BFH: Anwendung der Abgeltungsteuer bei Darlehen zwischen Angehörigen, nahe stehenden Personen und Gesellschafterfremdfinanzierung

Mit Urteilen vom 29.04.2014 sowie Urteil vom 14.05.2014 hat der BFH entschieden, dass das Vorliegen eines Angehörigenverhältnisses gem. § 15 AO allein nicht ausreicht, um von „nahe stehenden Personen“ auszugehen und den Abgeltungsteuersatz auszuschließen.
In einem weiteren Urteil vom 29.04.2014 stellt der BFH fest, dass der Ausschluss des Abgeltungsteuersatzes bei Gesellschafterfremdfinanzierungen wegen einer (mindestens) 10%igen Beteiligung an der Kapitalgesellschaft verfassungsrechtlich nicht zu beanstanden ist.

Sachverhalte

Zu VIII R 9/13, VIII R 44/13, VIII R 35/13
In dem Verfahren VIII R 9/13 gewährten die verheirateten Kläger ihrem Sohn und ihren Enkeln, in dem Verfahren VIII R 44/13 gewährte der Kläger seiner Ehefrau und seinen Kindern fest verzinsliche Darlehen zur Anschaffung von fremd vermieteten Immobilien durch die Darlehensnehmer. Im Streitfall VIII R 35/13 stundete die Klägerin ihrem Bruder den Kaufpreis für die Veräußerung von Gesellschaftsanteilen. Der Kaufpreis war ab dem Zeitpunkt ihres Ausscheidens aus der Gesellschaft zu verzinsen.

Zu VIII R 31/11
Die Klägerin gewährte einer GmbH, an der ihre Tochter und Enkelkinder beteiligt waren, ein festverzinsliches Darlehen.

Zu VIII R 23/13
Der Kläger ist Alleingesellschafter und Geschäftsführer einer GmbH, der er ein ungesichertes, verzinsliches Darlehen gewährte.

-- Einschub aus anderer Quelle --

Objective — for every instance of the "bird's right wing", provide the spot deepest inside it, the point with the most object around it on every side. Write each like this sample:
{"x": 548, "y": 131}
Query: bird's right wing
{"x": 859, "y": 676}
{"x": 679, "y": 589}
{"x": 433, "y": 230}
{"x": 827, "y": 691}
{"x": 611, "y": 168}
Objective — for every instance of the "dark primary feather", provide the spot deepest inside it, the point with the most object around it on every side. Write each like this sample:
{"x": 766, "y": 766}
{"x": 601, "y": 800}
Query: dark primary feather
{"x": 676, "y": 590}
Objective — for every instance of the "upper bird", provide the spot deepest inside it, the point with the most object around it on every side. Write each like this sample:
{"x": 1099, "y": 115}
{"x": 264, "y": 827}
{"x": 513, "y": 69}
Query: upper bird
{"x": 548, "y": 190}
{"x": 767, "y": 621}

In allen Fällen unterwarf das Finanzamt die Kapitalerträge der tariflichen Einkommensteuer und nicht dem Abgeltungsteuersatz. Einspruch und Klage blieben jeweils ohne Erfolg.

Entscheidungen

Zu BFH VIII R 9/13, VIII R 44/13, VIII R 35/13
Das FG habe die Anwendung des Abgeltungsteuersatzes gem. § 32d Abs. 1 EStG zu Unrecht abgelehnt.

Nach dem Wortlaut des § 32d Abs. 2 S. 1 Nr. 1 Buchst. a EStG ist der Abgeltungsteuersatz ausgeschlossen, wenn Gläubiger und Schuldner der Kapitalerträge „einander nahe stehende Personen“ sind.

Der Begriff der „nahe stehenden Person“ ist im Einkommensteuergesetz nicht definiert. Auch könne nicht auf die Definition der „nahe stehenden Person“ in § 1 Abs. 2 AStG, § 138 InsO oder bei einer verdeckten Gewinnausschüttung zurückgegriffen werden. Nach dem Wortsinn unterfielen alle natürlichen und juristischen Personen, die zueinander in enger Beziehung stehen, dem Begriff der „nahe stehenden Person“. Hierzu gehörten auch Angehörige i.S. des § 15 AO.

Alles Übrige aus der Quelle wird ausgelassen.